Washington, D.C. 20549







Pursuant to Section 13 OR 15(d) of The Securities Exchange Act of 1934


Date of Report (Date of earliest event reported) September 23, 2005



Tupperware Corporation

(Exact name of registrant as specified in its charter)



Delaware   1-11657   36-4062333

(State or other jurisdiction

of incorporation)

  (Commission File Number)  

(I.R.S. Employer

Identification No.)


P. O. Box 2353, Orlando, Florida   32802
(Address of principal executive offices)   (Zip Code)


Registrant’s telephone number, including area code (407) 826-5050



(Former name or former address, if changed since last report.)



Check the appropriate box below if the Form 8-K filing is intended to simultaneously satisfy the filing obligation of the registrant under any of the following provisions (see General Instruction A.2. below):


¨ Written communications pursuant to Rule 425 under the Securities Act (17 CFR 230.425)

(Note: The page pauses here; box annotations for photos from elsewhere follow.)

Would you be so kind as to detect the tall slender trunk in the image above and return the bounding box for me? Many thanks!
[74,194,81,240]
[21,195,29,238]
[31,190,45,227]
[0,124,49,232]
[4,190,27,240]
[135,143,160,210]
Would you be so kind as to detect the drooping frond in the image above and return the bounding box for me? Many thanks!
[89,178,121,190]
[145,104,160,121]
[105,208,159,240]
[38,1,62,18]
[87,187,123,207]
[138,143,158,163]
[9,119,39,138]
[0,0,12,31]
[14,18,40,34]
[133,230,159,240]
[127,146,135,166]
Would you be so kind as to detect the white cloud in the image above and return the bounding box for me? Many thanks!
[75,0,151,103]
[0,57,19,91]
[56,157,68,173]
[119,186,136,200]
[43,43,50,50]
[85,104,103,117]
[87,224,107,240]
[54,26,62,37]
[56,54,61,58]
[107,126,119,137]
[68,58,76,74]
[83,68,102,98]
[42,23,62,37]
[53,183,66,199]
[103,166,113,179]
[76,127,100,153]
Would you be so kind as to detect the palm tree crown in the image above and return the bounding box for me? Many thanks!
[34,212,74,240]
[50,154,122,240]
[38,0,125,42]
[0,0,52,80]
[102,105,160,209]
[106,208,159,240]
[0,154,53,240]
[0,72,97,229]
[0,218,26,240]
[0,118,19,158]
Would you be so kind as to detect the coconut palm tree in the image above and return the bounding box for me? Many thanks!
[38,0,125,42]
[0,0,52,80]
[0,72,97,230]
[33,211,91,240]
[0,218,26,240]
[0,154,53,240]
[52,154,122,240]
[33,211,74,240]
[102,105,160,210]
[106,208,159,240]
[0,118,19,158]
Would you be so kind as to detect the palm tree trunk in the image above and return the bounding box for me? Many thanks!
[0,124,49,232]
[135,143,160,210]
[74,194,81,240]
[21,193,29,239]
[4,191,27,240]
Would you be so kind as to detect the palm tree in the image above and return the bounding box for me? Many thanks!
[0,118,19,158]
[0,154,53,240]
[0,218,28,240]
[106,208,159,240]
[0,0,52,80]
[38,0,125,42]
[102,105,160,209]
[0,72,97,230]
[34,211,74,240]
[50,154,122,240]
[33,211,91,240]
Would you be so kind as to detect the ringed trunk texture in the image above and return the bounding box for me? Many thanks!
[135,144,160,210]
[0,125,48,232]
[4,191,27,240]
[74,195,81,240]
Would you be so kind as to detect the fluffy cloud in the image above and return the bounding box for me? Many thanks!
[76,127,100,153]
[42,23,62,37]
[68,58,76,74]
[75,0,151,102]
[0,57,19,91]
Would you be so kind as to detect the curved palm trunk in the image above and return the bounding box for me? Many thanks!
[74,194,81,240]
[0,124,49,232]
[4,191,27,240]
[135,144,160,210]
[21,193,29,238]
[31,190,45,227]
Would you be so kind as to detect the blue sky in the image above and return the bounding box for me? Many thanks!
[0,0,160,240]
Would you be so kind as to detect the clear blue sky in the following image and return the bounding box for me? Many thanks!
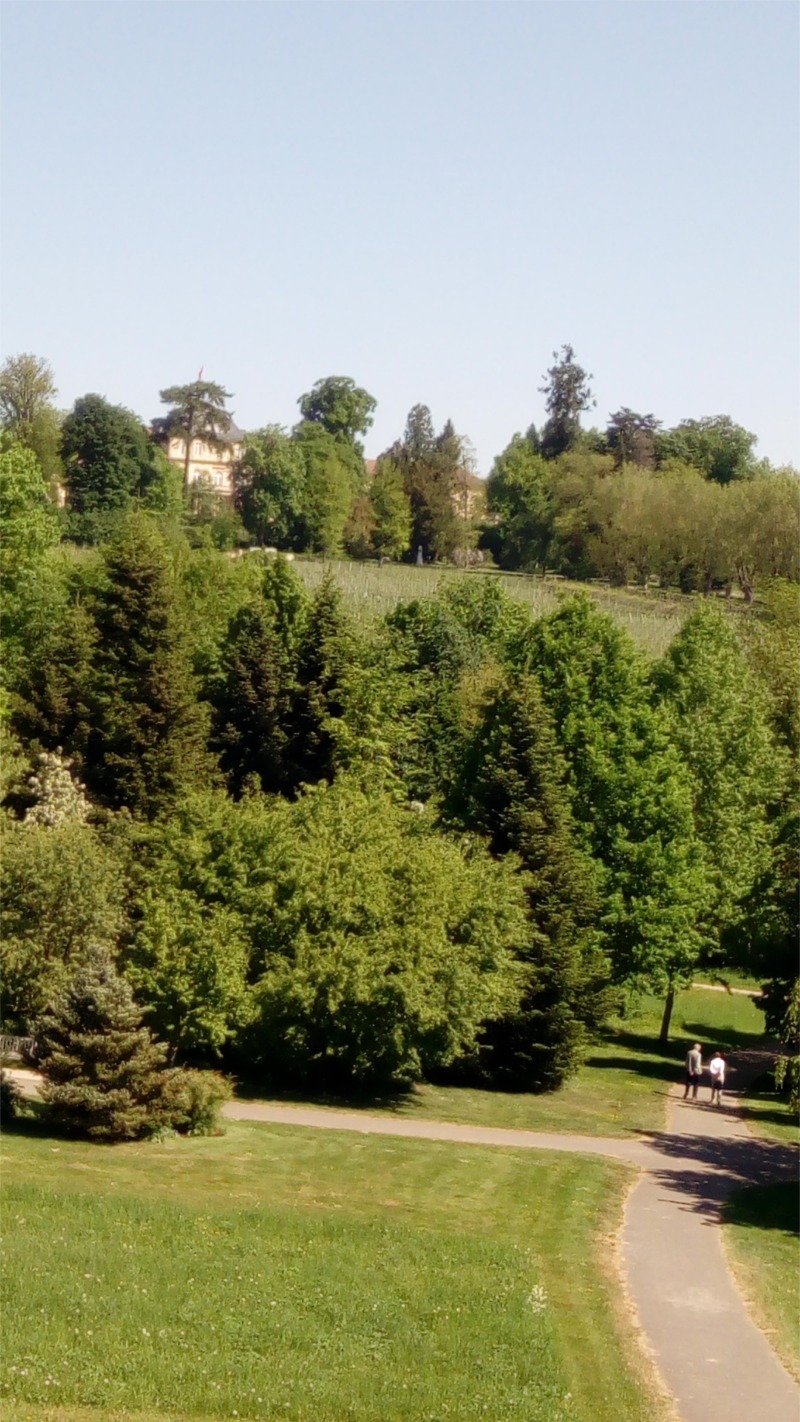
[0,0,800,474]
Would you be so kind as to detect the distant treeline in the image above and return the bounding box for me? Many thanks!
[0,346,800,602]
[0,437,800,1089]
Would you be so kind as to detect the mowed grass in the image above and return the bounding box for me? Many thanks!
[0,1125,662,1422]
[245,988,778,1136]
[293,557,695,657]
[723,1183,800,1382]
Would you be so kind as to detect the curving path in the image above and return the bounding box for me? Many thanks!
[10,1058,800,1422]
[223,1069,800,1422]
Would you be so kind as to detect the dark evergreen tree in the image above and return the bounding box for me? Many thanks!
[388,405,463,562]
[450,677,607,1091]
[84,516,209,818]
[521,594,708,1031]
[209,603,293,796]
[297,375,378,455]
[37,953,171,1140]
[290,577,354,785]
[539,346,595,459]
[652,604,787,953]
[11,603,97,775]
[605,405,661,469]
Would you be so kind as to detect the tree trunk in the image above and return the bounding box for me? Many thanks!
[658,983,675,1047]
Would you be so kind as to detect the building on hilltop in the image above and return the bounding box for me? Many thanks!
[159,422,244,499]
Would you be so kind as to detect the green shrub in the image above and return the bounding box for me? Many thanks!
[166,1067,233,1136]
[37,951,171,1140]
[0,1071,20,1129]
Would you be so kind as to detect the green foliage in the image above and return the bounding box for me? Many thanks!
[369,456,411,557]
[166,1067,233,1136]
[124,792,250,1057]
[729,813,800,1035]
[84,516,207,818]
[387,579,529,801]
[655,415,757,483]
[450,677,605,1091]
[233,425,306,549]
[293,419,362,555]
[539,346,597,459]
[290,579,355,785]
[249,779,526,1086]
[297,375,378,452]
[0,815,125,1031]
[486,434,553,569]
[605,405,661,469]
[0,1069,21,1130]
[774,977,800,1112]
[37,951,171,1142]
[61,395,155,542]
[26,751,90,826]
[388,405,475,562]
[652,604,784,947]
[523,594,705,987]
[0,442,58,683]
[737,579,800,764]
[206,603,294,795]
[11,599,98,772]
[0,353,57,426]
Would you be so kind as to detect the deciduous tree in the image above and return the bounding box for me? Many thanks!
[153,378,233,493]
[61,395,156,542]
[297,375,378,454]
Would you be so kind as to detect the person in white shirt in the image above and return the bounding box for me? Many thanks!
[708,1052,725,1106]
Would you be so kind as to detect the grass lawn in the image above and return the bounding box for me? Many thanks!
[742,1091,800,1145]
[723,1183,800,1381]
[0,1123,664,1422]
[240,988,778,1136]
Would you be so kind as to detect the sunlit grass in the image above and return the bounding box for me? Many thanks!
[293,559,693,657]
[1,1125,670,1422]
[723,1185,800,1381]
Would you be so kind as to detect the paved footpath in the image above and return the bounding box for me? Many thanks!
[223,1086,800,1422]
[11,1062,800,1422]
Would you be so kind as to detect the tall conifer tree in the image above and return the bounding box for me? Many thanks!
[85,516,207,819]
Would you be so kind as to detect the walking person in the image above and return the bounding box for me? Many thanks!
[708,1051,725,1106]
[683,1042,703,1101]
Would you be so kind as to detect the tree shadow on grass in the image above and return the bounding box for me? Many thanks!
[683,1022,764,1051]
[584,1057,678,1085]
[639,1108,800,1227]
[236,1079,413,1115]
[722,1180,800,1237]
[740,1096,800,1129]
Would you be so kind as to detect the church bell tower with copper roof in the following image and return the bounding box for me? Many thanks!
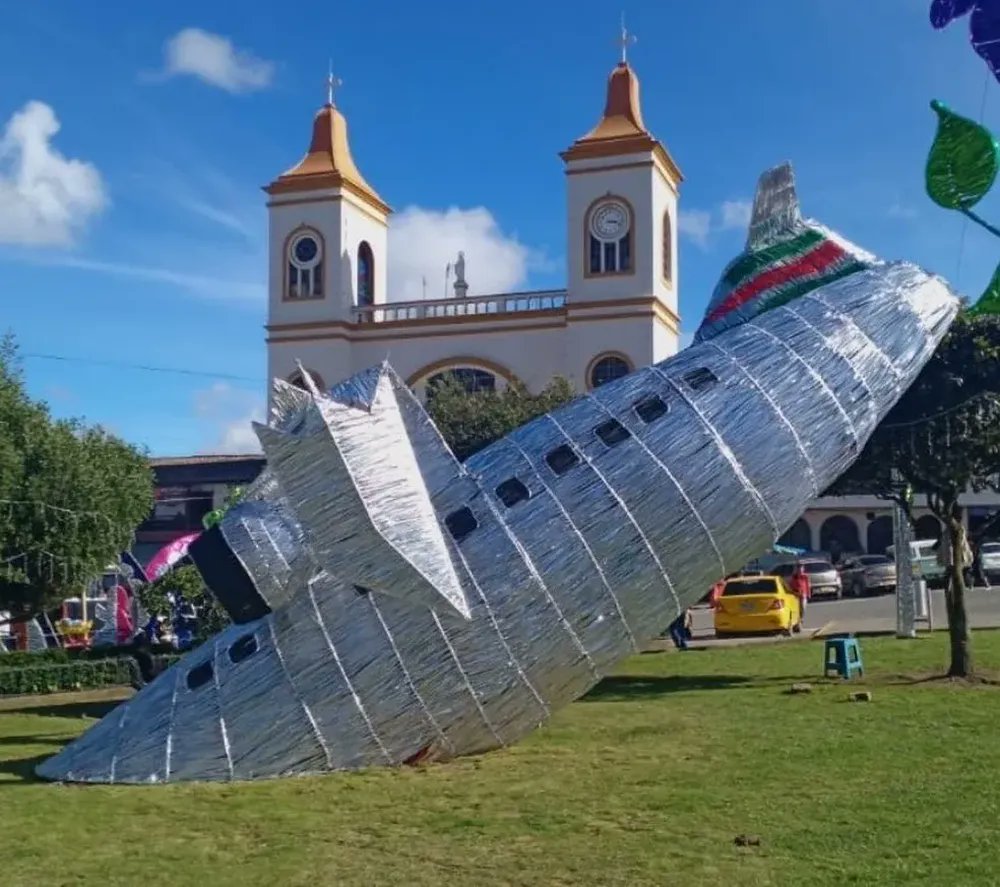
[560,41,682,317]
[264,74,392,358]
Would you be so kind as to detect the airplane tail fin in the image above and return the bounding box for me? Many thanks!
[694,163,878,342]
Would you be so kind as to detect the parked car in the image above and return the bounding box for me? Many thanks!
[840,554,896,597]
[773,558,844,598]
[885,539,945,588]
[714,576,802,637]
[979,542,1000,585]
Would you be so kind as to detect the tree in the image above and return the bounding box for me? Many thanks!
[138,564,230,641]
[827,312,1000,677]
[0,336,153,618]
[427,376,574,461]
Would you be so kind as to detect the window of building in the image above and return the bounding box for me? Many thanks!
[358,240,375,306]
[633,394,667,425]
[545,444,580,474]
[590,354,632,388]
[444,505,479,542]
[229,634,257,665]
[426,367,497,401]
[663,211,674,283]
[594,419,630,447]
[587,197,632,274]
[287,229,323,299]
[684,367,719,391]
[187,659,215,690]
[496,477,531,508]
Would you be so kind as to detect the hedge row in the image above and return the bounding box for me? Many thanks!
[0,654,180,696]
[0,644,176,669]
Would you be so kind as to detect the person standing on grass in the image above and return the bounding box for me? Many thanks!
[708,578,726,610]
[668,610,689,650]
[792,564,811,625]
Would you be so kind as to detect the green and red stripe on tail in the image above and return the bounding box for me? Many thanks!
[695,164,869,341]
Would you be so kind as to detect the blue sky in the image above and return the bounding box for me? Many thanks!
[0,0,1000,455]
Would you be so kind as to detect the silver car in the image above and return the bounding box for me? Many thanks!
[840,554,896,597]
[772,558,844,598]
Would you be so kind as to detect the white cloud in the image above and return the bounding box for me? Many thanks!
[721,200,753,230]
[194,382,264,454]
[0,101,107,246]
[164,28,274,93]
[389,206,545,302]
[679,209,712,247]
[35,256,267,306]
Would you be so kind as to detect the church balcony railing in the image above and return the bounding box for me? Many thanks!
[354,290,566,323]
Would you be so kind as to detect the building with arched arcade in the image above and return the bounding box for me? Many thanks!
[250,55,996,552]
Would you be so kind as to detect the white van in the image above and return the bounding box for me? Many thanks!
[885,539,944,585]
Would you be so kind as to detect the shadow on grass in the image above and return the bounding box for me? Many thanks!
[582,674,754,702]
[0,752,52,792]
[0,699,125,719]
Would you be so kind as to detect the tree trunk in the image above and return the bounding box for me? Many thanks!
[944,501,972,678]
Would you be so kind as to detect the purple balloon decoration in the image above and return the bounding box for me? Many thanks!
[931,0,976,28]
[931,0,1000,80]
[969,0,1000,80]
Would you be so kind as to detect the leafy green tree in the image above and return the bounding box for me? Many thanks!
[138,564,229,641]
[828,313,1000,677]
[427,376,574,461]
[0,336,153,618]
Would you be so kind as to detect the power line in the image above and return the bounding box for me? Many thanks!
[21,351,264,385]
[879,391,996,428]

¨ Soliciting material pursuant to Rule 14a-12 under the Exchange Act (17 CFR 240.14a-12)


¨ Pre-commencement communications pursuant to Rule 14d-2(b) under the Exchange Act (17 CFR 240.14d-2(b))


¨ Pre-commencement communications pursuant to Rule 13e-4(c) under the Exchange Act (17 CFR 240.13e-4(c))


Item 1.01


On September 23, 2005, Tupperware Corporation (the “Corporation”) entered into a restricted stock agreement with E. V. Goings, the Corporation’s chairman and chief executive officer, concerning the issuance of a restricted stock grant for 100,000 shares of the Corporation’s common stock in connection with a retention program. Such restricted stock will vest on January 1, 2011 or such other date as the Compensation and Governance Committee of the Board of Directors of the Corporation shall determine. Such grant is made under the terms of the Corporation’s 2002 Incentive Plan and the terms and conditions of such plan apply generally to the grant subject to the agreement furnished in connection with this Form 8-K. Such information, including the Exhibit attached hereto, shall not be deemed “filed” for purposes of Section 18 of the Securities Exchange Act of 1934, nor shall it be deemed incorporated by reference in any filing under the Securities Act of 1933, except as shall be expressly set forth by specific reference in such filing.


A copy of the restricted stock agreement is attached as Exhibit 10.1


Item 9.01 Financial Statements and Exhibits


(c) Exhibits


Exhibit 10.1       Restricted Stock Agreement between Tupperware Corporation and E.V. Goings dated September 23, 2005



Pursuant to the requirements of the Securities Exchange Act of 1934, the registrant has duly caused this report to be signed on its behalf by the undersigned hereunto duly authorized.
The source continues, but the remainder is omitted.